Une dame d’une asso du nord de la France m’appelle. Elle est très gentille.

« – Bonjour, nous sommes un comité de lecteurs adultes qui avons adoré votre roman ≠bleue, et qui souhaitons le sélectionner pour le prix Biiiiip.

– Oh merci, je suis flattée.

– Alors bon les ados travaillent beaucoup sur tous les livres sélectionnés, durant de longs mois, et ça fait deux ou trois ans qu’ils n’ont malheureusement pas eu la chance de rencontrer l’auteur qu’ils ont choisi alors ils sont déçus, vous comprenez.

– Oui, oui, je comprends.

– Aussi on demande aux auteurs de la sélection de nous réserver la date du 30 janvier. Alors ce n’est pas sûr que vous viendrez, évidemment, on n’invite que l’auteur primé. Mais on ne peut garder dans la sélection que les auteurs qui nous assurent qu’ils viendront si leur roman gagne.

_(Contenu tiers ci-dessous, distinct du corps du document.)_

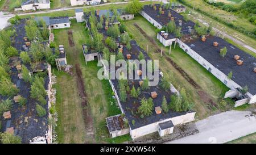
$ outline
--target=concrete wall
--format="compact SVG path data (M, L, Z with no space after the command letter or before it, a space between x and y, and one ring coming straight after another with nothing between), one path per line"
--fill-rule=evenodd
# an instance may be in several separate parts
M166 40L163 36L162 36L160 34L158 33L158 35L156 36L157 39L158 40L159 40L161 43L163 44L163 45L164 47L168 47L171 45L172 44L173 41L175 41L175 38L171 39L167 39Z
M76 18L77 23L83 22L84 21L84 12L76 12Z
M148 14L147 14L143 11L141 11L141 14L146 19L147 19L147 21L150 22L150 23L151 23L152 25L154 25L156 28L158 28L159 29L161 29L163 27L160 24L159 24L158 22L157 22L154 19L153 19L151 17L150 17Z
M51 8L50 3L35 3L35 4L29 4L27 5L22 5L22 10L26 11L26 10L36 10L36 7L33 7L33 5L38 5L38 6L36 7L36 9L38 10L40 9L48 9Z
M171 120L174 125L193 121L196 112L187 113L186 114L172 118L160 120L154 123L134 129L130 129L130 134L132 139L135 139L156 131L158 131L158 124Z
M65 24L66 24L66 26L65 26ZM68 27L70 27L70 23L52 24L52 25L49 25L49 27L51 28L53 28L53 29L68 28Z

– D’accord… Excusez-moi de vous demander ça, mais est-ce que le prix est doté ?

– Non… le gagnant reçoit une statuette.

Gêne palpable (je passe en revue dans ma tête toutes les statuettes en papier mâché ou en argile, parfois même confectionnées par des enfants que j’ai reçues en « prix » jusque-là…)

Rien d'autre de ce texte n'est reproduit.